It’s hard to beat a team that doesn’t beat itself.

In a virtual recreation of a game the two schools played early in the season, 2A Sequim played precision basketball Tuesday, dumping visiting Coupeville 65-41.

The non-conference loss drops the Wolf boys to 5-13 with two games to play.

CHS hosts Klahowya Thursday on Senior Night, then heads to Chimacum to face a win-less Cowboys squad in the season finale for both teams.

Sparring a Sequim squad which was virtually flawless Tuesday in all aspects of the game, with a special emphasis on note-perfect ball movement and crisp passes, the Wolves held their own for a solid two, maybe three, minutes.

A pair of free throws from Hunter Smith, coming on the heels of an electric three-ball from Cameron Toomey-Stout, knotted the game at 5-5 and anything was possible.

And then it wasn’t.

Using a 16-0 run which carried into the early moments of the second quarter, Sequim put the game out of reach and hit cruise control from there.

Joey Lippo, who took two hard falls in the game after taking shots to the ankle and face, stopped the assault with a bank shot off a nice dish from Hunter Downes, but it did little to slow Sequim.

After Smith followed Lippo’s bucket with a steal and breakaway layup, Coupeville couldn’t put together back-to-back buckets again until the final moments of the game.

With just a basket here, a basket there, always followed immediately by a Sequim score or two, the Wolves were unable to carve the lead down, instead watching it get stretched out to 27 at its peak.
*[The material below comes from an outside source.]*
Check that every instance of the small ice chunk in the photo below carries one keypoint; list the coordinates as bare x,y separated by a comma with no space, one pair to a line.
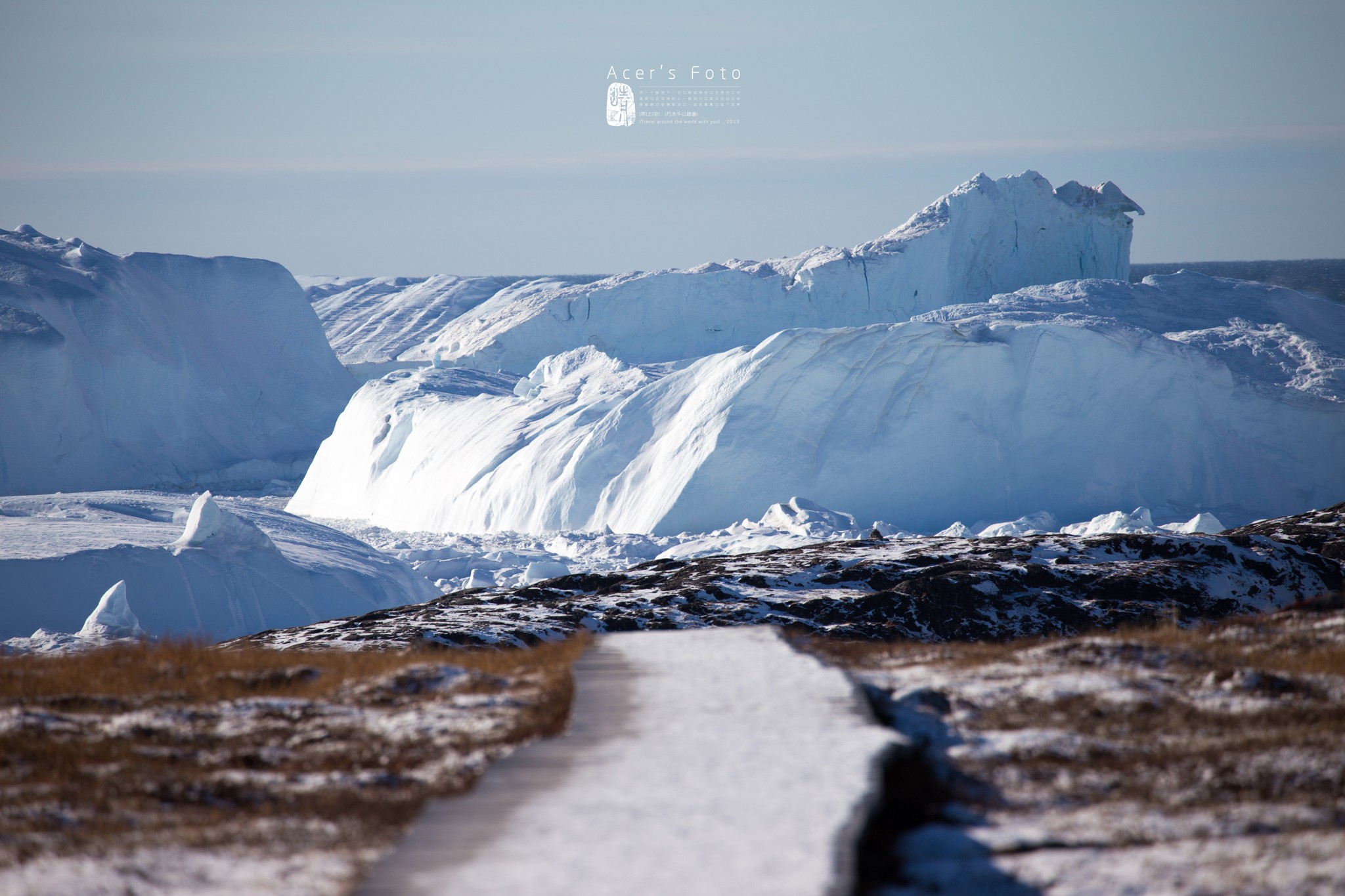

Down 60-33, CHS reached down deep and made a gritty stand over the final 90 seconds, with Downes and Toomey-Stout each rattling home three-balls, packaged around another steal and breakaway bucket from Smith.

The game finished with the same margin of victory as when the teams met in early Dec. — 24 points. Back then, Sequim rolled to a 59-35 win on Whidbey.

Smith paced Coupeville with 19 points, running his career total to 795.

With two games to go, he needs 17 to pass Corey Cross (811) and claim 12th place on the Wolf boys career scoring chart.

Toomey-Stout, known for his intensity on defense, non-stop hustle and award-winning hair, dropped in a season-best 11 points, capped by a trio of treys from behind the arc.

Lippo, who was limping but unbowed, tossed in four, a figure matched by Ethan Spark, while Downes capped the scoring with his three-ball.

While he didn’t score, Wolf big man Kyle Rockwell gave a feisty pack of road fans a thrill when he twice lowered the boom on Sequim players, making sure they would properly remember being fouled.

JV toppled:

A close game became something else after halftime.

Trailing by nine at the break, Coupeville’s shooting touch failed after the break, allowing Sequim to use a scorching 40-9 surge to run away with a 65-23 win.

The non-conference loss drops the Wolf young guns to 4-13.

CHS put up six in the first quarter, including a three-ball from Sage Downes, then added eight in the second, but the second half was a whole ‘nother game.

Sequim toasted the net during a 29-9 third quarter, then closed the game with an 11-0 shutout in the fourth.

Mason Grove paced Coupeville with 11, including three bombs from behind the arc, while Ulrik Wells pounded down low for four points.

Sage Downes (3), James Vidoni (2), Koa Davison (2) and David Prescott (1) also scored.